Je remarquais bien quelque mauvaise humeur entre eux, de petites privautés… Oh ! une ou deux fois un soupçon m’a bien passé par l’esprit à cause d’une raquette agitée avec trop de fureur… en promenade aussi, peut-être, une manière d’être trop près l’un de l’autre… leurs bicyclettes qui se cherchaient sur la route… Mais on ne pense à tout cela qu’après !… Que voulez-vous que je vous dise, je suis désemparée, je suis désemparée !

(Elle incline vers le sol une figure désolée sur laquelle tremble, par secousses, l’or trop vif de la chevelure.)
LE DUC, (résolument.)

Enfin, une solution s’impose.
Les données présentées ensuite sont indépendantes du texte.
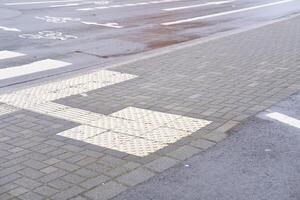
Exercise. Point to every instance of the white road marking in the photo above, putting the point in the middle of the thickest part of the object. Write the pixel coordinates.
(127, 5)
(79, 4)
(9, 29)
(111, 25)
(31, 68)
(50, 35)
(198, 5)
(284, 119)
(66, 5)
(225, 13)
(57, 20)
(9, 54)
(40, 2)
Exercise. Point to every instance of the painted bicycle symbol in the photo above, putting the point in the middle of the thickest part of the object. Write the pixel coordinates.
(51, 35)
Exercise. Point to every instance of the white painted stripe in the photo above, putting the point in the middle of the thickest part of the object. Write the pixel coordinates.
(9, 54)
(31, 68)
(9, 29)
(65, 5)
(40, 2)
(110, 25)
(226, 13)
(198, 5)
(127, 5)
(284, 119)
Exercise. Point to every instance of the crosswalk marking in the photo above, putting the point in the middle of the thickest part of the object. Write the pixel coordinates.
(226, 13)
(31, 68)
(4, 28)
(9, 54)
(40, 2)
(127, 5)
(198, 5)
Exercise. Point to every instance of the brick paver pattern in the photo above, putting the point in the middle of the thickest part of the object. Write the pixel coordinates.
(220, 82)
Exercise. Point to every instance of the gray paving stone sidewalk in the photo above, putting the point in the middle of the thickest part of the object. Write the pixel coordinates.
(224, 81)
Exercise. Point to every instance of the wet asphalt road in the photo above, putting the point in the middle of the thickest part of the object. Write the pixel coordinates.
(259, 161)
(85, 33)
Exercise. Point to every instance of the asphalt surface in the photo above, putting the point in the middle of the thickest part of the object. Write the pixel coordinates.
(87, 33)
(259, 161)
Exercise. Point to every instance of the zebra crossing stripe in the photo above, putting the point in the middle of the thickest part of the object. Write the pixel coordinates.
(9, 54)
(31, 68)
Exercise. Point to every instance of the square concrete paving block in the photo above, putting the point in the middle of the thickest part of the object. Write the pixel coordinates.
(18, 191)
(68, 193)
(184, 152)
(105, 191)
(125, 143)
(136, 176)
(188, 124)
(95, 181)
(164, 135)
(82, 132)
(7, 109)
(31, 196)
(46, 191)
(202, 144)
(145, 116)
(162, 163)
(30, 97)
(215, 136)
(27, 183)
(108, 122)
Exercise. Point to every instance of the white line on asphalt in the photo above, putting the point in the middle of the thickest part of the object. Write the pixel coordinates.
(198, 5)
(111, 25)
(9, 54)
(40, 2)
(127, 5)
(225, 13)
(9, 29)
(65, 5)
(284, 119)
(31, 68)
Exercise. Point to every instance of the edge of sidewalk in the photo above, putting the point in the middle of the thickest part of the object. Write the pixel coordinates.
(142, 56)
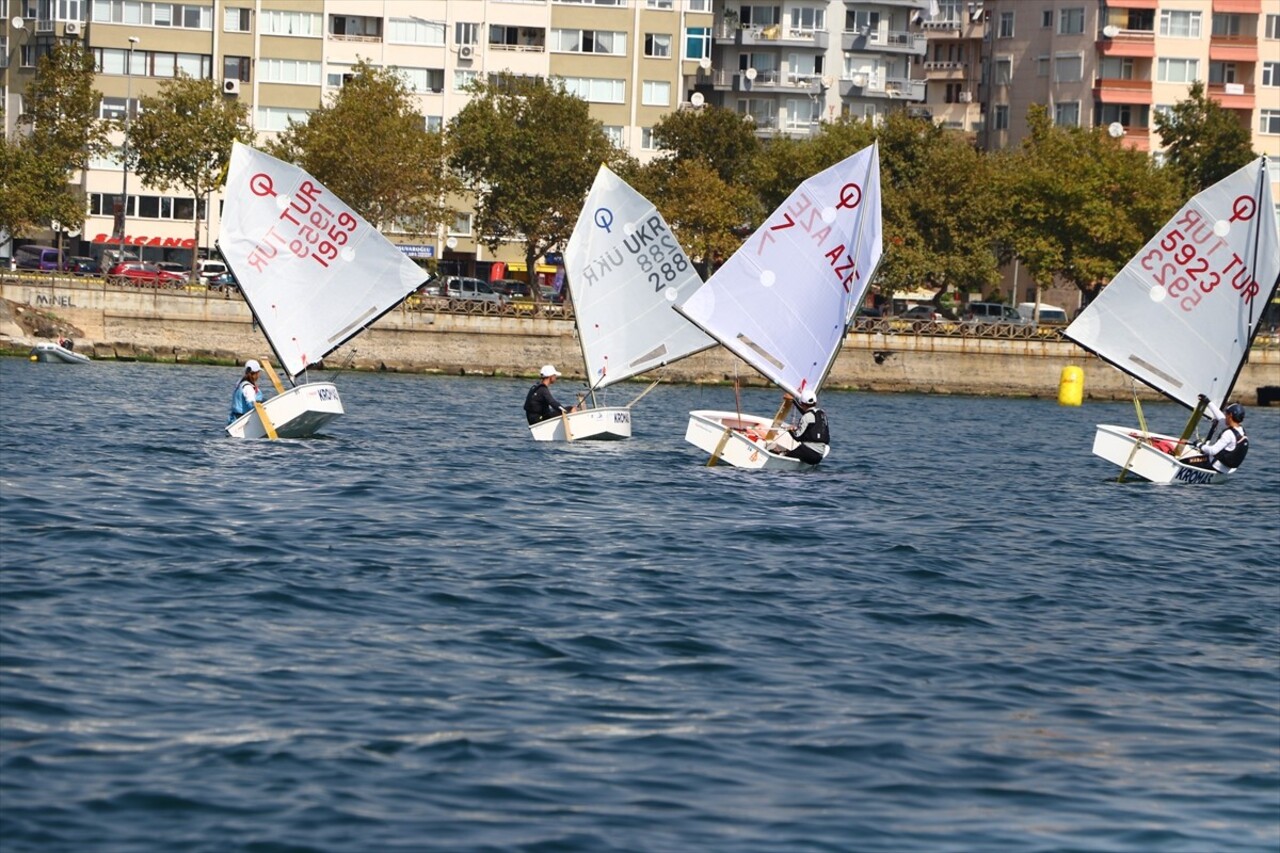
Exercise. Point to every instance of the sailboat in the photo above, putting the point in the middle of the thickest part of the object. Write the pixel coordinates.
(1182, 314)
(625, 270)
(784, 301)
(314, 273)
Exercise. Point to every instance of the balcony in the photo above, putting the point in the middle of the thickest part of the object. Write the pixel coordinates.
(892, 87)
(1233, 49)
(772, 36)
(885, 41)
(1116, 90)
(1129, 42)
(946, 71)
(1233, 96)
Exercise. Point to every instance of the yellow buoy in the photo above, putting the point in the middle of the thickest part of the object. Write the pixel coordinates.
(1070, 387)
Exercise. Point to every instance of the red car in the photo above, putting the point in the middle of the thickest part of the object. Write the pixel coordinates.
(145, 273)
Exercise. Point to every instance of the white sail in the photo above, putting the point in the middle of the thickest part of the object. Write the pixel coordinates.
(314, 272)
(782, 301)
(1182, 313)
(625, 270)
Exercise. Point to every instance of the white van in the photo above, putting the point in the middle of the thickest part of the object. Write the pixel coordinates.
(1048, 314)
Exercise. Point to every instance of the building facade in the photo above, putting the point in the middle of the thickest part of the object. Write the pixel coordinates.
(976, 67)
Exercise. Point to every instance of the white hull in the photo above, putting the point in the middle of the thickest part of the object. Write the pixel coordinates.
(297, 413)
(609, 423)
(54, 354)
(1116, 445)
(745, 446)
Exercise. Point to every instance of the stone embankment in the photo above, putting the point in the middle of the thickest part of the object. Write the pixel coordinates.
(213, 327)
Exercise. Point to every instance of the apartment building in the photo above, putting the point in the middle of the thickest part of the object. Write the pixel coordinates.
(974, 65)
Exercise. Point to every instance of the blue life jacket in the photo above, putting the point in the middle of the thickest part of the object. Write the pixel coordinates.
(241, 406)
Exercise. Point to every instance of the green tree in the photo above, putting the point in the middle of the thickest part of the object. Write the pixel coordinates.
(1077, 204)
(717, 136)
(1203, 141)
(368, 145)
(56, 136)
(182, 137)
(528, 151)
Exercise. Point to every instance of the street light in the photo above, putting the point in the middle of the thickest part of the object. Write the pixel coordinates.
(124, 150)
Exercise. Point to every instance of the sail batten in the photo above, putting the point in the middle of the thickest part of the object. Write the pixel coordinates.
(625, 269)
(1182, 314)
(782, 301)
(297, 247)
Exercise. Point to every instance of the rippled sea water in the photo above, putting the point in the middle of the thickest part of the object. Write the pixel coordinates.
(426, 632)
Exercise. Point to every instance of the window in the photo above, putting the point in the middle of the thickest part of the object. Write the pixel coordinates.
(698, 42)
(1070, 22)
(656, 92)
(277, 22)
(288, 71)
(1068, 69)
(236, 19)
(415, 31)
(595, 90)
(236, 68)
(589, 41)
(277, 118)
(1179, 23)
(808, 19)
(1178, 71)
(657, 45)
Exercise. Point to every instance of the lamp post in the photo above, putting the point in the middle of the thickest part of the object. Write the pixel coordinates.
(124, 151)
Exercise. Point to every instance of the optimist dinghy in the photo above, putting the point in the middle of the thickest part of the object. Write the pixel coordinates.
(625, 270)
(784, 301)
(1182, 314)
(314, 273)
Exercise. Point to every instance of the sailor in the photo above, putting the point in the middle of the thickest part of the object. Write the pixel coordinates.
(246, 391)
(1225, 452)
(539, 402)
(810, 432)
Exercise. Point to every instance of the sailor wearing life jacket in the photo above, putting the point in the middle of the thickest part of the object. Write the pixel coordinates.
(1225, 452)
(810, 432)
(246, 391)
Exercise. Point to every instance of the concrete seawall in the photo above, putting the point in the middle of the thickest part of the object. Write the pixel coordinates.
(179, 325)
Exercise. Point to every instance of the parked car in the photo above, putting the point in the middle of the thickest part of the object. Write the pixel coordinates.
(82, 265)
(42, 258)
(460, 287)
(984, 313)
(145, 273)
(512, 288)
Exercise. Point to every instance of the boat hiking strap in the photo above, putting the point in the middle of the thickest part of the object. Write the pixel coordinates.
(268, 427)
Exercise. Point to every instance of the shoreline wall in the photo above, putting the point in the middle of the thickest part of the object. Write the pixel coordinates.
(201, 325)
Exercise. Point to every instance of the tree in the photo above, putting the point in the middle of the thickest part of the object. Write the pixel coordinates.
(59, 133)
(183, 136)
(528, 151)
(1078, 204)
(717, 136)
(1203, 141)
(369, 146)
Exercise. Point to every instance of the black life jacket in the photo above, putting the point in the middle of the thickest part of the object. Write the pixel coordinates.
(818, 432)
(1233, 457)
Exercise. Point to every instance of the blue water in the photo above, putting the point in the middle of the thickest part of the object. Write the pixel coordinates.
(426, 633)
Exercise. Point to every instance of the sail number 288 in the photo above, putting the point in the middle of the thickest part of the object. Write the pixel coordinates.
(1185, 274)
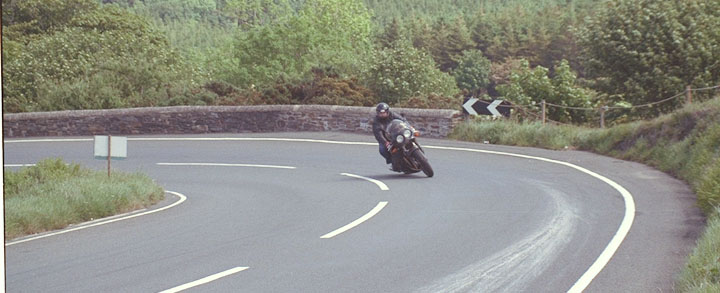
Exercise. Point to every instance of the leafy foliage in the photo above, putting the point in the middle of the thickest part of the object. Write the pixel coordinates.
(103, 58)
(643, 51)
(400, 72)
(473, 71)
(531, 86)
(324, 33)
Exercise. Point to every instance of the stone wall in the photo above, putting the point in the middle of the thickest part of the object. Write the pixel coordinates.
(218, 119)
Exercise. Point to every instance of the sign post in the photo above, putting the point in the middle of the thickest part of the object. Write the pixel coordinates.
(108, 148)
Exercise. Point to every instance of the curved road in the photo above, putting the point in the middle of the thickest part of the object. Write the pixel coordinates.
(285, 215)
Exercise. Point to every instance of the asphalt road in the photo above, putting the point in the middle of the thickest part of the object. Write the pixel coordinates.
(257, 223)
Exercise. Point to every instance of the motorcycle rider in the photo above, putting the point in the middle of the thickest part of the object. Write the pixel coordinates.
(383, 117)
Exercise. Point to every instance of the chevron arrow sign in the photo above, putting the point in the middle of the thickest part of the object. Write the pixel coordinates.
(474, 106)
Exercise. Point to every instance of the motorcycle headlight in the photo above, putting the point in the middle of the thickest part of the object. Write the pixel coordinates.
(407, 133)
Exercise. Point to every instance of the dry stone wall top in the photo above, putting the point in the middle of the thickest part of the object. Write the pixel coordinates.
(218, 119)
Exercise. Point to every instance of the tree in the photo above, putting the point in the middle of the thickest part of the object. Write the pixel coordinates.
(448, 42)
(102, 58)
(529, 86)
(642, 51)
(391, 34)
(333, 33)
(30, 17)
(472, 72)
(400, 72)
(249, 13)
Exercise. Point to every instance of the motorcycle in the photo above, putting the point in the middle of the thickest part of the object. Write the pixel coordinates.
(407, 154)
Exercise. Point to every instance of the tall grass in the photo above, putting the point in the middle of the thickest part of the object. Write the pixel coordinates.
(685, 144)
(52, 195)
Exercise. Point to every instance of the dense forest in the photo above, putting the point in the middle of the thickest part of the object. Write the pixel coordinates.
(91, 54)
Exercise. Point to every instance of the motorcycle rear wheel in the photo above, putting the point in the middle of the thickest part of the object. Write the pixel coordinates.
(419, 156)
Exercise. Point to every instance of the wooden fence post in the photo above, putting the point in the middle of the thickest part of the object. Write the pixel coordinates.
(543, 111)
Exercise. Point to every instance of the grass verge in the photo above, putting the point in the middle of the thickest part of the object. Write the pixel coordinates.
(685, 144)
(52, 195)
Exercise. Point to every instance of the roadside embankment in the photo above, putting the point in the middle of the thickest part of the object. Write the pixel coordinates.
(685, 144)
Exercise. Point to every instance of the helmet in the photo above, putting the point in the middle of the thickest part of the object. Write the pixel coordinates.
(382, 108)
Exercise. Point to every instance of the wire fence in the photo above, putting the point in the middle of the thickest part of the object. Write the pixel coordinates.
(688, 94)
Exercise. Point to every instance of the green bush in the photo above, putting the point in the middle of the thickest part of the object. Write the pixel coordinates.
(52, 195)
(400, 72)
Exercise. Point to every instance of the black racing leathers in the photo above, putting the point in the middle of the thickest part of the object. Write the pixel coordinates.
(379, 126)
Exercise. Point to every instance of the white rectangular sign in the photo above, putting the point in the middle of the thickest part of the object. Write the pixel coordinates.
(118, 147)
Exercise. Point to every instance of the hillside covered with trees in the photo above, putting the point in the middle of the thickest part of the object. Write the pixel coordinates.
(92, 54)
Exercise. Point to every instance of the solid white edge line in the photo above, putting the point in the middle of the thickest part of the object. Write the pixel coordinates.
(359, 221)
(182, 199)
(580, 285)
(617, 239)
(226, 165)
(205, 280)
(377, 182)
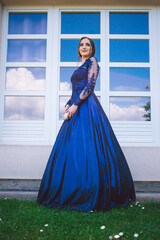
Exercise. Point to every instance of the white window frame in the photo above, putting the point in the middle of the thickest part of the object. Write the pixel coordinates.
(147, 133)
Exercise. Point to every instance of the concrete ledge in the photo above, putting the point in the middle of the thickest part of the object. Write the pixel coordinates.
(33, 185)
(32, 195)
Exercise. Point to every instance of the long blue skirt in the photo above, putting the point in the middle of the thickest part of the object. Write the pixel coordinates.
(87, 169)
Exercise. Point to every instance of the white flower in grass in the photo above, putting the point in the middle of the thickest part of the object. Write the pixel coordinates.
(116, 236)
(120, 234)
(136, 235)
(102, 227)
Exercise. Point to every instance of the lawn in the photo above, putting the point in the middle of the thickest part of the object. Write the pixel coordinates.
(28, 220)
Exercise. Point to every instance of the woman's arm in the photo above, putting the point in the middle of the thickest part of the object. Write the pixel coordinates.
(92, 76)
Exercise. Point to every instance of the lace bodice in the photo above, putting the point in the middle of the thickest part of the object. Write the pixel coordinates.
(83, 81)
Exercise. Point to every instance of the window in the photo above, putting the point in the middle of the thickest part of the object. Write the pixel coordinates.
(75, 24)
(24, 95)
(39, 55)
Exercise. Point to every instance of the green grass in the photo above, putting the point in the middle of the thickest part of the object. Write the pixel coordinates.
(24, 219)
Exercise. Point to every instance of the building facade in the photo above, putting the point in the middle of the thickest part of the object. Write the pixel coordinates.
(38, 55)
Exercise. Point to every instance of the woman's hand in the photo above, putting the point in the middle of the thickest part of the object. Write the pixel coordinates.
(71, 110)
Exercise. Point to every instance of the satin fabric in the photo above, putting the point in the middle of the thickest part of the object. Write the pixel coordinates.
(87, 169)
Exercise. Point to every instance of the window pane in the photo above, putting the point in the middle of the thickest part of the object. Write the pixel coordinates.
(130, 108)
(80, 23)
(129, 50)
(65, 79)
(129, 79)
(25, 78)
(128, 23)
(26, 51)
(69, 50)
(62, 102)
(24, 108)
(65, 76)
(27, 23)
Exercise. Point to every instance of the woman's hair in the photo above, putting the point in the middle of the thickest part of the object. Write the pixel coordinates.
(92, 45)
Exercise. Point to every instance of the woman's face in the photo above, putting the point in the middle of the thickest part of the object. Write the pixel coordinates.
(85, 48)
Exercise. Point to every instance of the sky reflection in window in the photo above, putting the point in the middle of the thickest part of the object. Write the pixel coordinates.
(27, 23)
(129, 50)
(24, 108)
(69, 50)
(130, 108)
(128, 23)
(80, 23)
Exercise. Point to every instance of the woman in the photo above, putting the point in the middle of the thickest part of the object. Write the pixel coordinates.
(87, 169)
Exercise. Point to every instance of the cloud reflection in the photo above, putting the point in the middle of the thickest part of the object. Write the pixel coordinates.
(23, 79)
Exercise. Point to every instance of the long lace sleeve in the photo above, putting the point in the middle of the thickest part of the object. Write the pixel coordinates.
(93, 69)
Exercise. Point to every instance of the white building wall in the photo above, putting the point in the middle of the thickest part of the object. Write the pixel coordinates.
(0, 25)
(29, 161)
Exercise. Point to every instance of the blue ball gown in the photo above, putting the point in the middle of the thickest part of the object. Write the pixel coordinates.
(87, 169)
Nous vous avons fait appeler pour que vous nous donniez votre avis ; il faut sauver mon enfant de l’emprise de cet homme, la sauver à tout prix ! Il est indispensable de l’éloigner d’ici au plus vite, qu’elle ne puisse le revoir ; c’est le seul remède que nous ayons actuellement à notre disposition. Ni réparation, ni châtiment ; il n’y en a pas ! Sur un homme de cet âge et marié, on ne peut exercer que des représailles. Et quel châtiment souhaiter quand il n’y a pas de pénalité ? La séduction masculine est impunie ! Monsieur l’abbé, puis-je envoyer ma fille à l’étranger, la confier à une autorité ? Peut-on lui trouver une surveillante intelligente ? J’ai une confiance aveugle dans vos conseils.